From:Herman Miller <hmiller@...>
Date:Wednesday, April 19, 2006, 1:52
Jim Henry wrote:
> Though I'm still working out the exact phonology and phonotactics of > my new engelang, and parts of the grammar are still uncertain > (VSO and prepositional, mostly isolating; but ergative or active?), > I think I've come up with a good approach to lexicon design that > may not have been tried before, as far as I can recall hearing. > I'd like to sketch it out and see if any of y'all see serious flaws in it. > > I'll start out with a quite small lexicon -- on the order of Toki Pona, > plus or minus a couple of dozen morphemes. I'm probably going > to use frequency analyses on my Toki Pona corpus and my gzb > corpus, an already available list of the most common morphemes > in Esperanto, and the list of "semantic primes" from the Wikipedia > article on "Natural semantic metalanguage" as sources for ideas, > along with the first few sections of Rick Harrison's ULD.
I looked at the examples of definitions on the Wikipedia article and I'm not sure this is a good approach for defining words.

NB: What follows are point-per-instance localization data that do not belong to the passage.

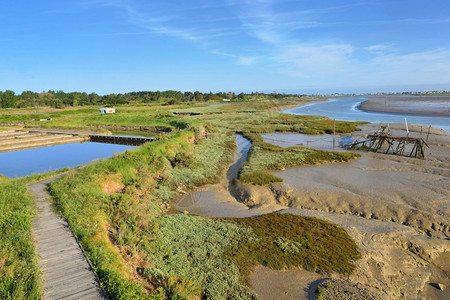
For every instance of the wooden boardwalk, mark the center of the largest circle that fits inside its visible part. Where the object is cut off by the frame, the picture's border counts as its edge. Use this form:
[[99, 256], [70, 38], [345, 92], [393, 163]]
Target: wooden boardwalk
[[67, 273]]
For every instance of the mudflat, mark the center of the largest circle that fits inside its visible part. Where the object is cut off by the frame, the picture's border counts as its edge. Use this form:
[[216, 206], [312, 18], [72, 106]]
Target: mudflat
[[415, 105], [396, 208]]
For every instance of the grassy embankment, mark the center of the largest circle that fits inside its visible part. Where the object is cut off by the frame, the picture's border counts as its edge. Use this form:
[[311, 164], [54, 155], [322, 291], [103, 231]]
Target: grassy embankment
[[19, 272], [264, 157], [140, 251]]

Plants are defined as "living things / these things can't feel something / these things can't do something", but doesn't it count as "doing something" when a plant's leaves turn to face the sun? When a Venus flytrap snaps shut? You could say that's alluding to the fact that plants have no nervous systems, but not every living thing without a nervous system is a plant. Is the sky really a "place"? Or is it just a name for what we see when we look away from the ground and nothing nearby is visible above us? These definitions are more confusing than helpful. And yet some of the "primitives" can be defined in terms of other words that would seem to be more useful in definitions. "Die" could be defined as "stop living"; "stop" seems like a more useful primitive than "die". "A long time", "a short time", and "for some time" could all be derived from "duration". "Now" is "this moment" (both of which are already in the primitives list!) "Here" is "this place". "Other" is "not the same". If numbers can be reduced to "one" and "two", why not define "two" as "one more than one"? "There is" is listed as distinct from "have", but these are related concepts in some languages. The ULD is always a good source for ideas, but I wouldn't assume that the most basic words are all in the first few sections.
> However, > any concept I can figure out how to represent with a phrase rather > than a root word (compounds won't figure in this language, at least > in the first version), I will. Probably I'll have a considerably more radical > use of opposite-derivation than Esperanto, for instance (except the "mal-" > morpheme will be a preposition rather than an affix).
You could end up with some really long phrases that way. Jeffrey Henning's Dublex had some rather long compounds with a basic vocabulary of 400 roots. (I'm guessing this was the source of the Kali-sise vocabulary.) But this could be a useful way to organize a vocabulary. live stop living = die cause to stop living = kill able to cause to stop living = deadly substance able to cause to stop living = poison producing substance able to cause to stop living = venomous living thing with long body producing substance able to cause to stop living = venomous snake living thing with long body colored red and black with yellow stripes producing substance able to cause to stop living = coral snake
> Then I'll relex the language, applying the following rules: > > 1. If a word occurs more commonly than another word in the corpus, > it should be at least equally short in the relex. > > 2. Any sequence of 2+ words that occurs often enough in the corpus > will get its own word in the relex which will be at least equally short as > other words and phrases of equal or lesser frequency.
This could help for some of the simpler concepts, but I think you'll still end up with some rather long words. With my examples, "stop living" and "living thing" are likely to occur often enough to have their own words. Possibly "able to cause" and "cause to stop" would as well. You'd then have to look at the different ways you could reduce "able to cause to stop living". But unless your corpus has lots of phrases relating to snakes, you might not recognize "living thing with long body" as something that should be reduced.
> 1. How to count length of words? By phonemes, or syllables, > or some weighted count where vowels count more than > continuant consonants which count more than plosives?
Depends on the rhythm of the language; some syllables are longer than others. You could make it like Japanese and count morae. At least you'd probably want to give a different weight to vowels and consonants.
> 2. How to ensure a representative corpus? I could try to duplicate > the Brown Corpus in miniature, i.e. have texts of the same genres > in roughly similar proportions. I also expect > the corpus will get more representative over time as it includes > more connected narratives and articles and the grammar > example sentences are a smaller proportion of it. Maybe I > should simply exclude the latter once I have enough connected > text?
Translate sentences picked from random Wikipedia articles?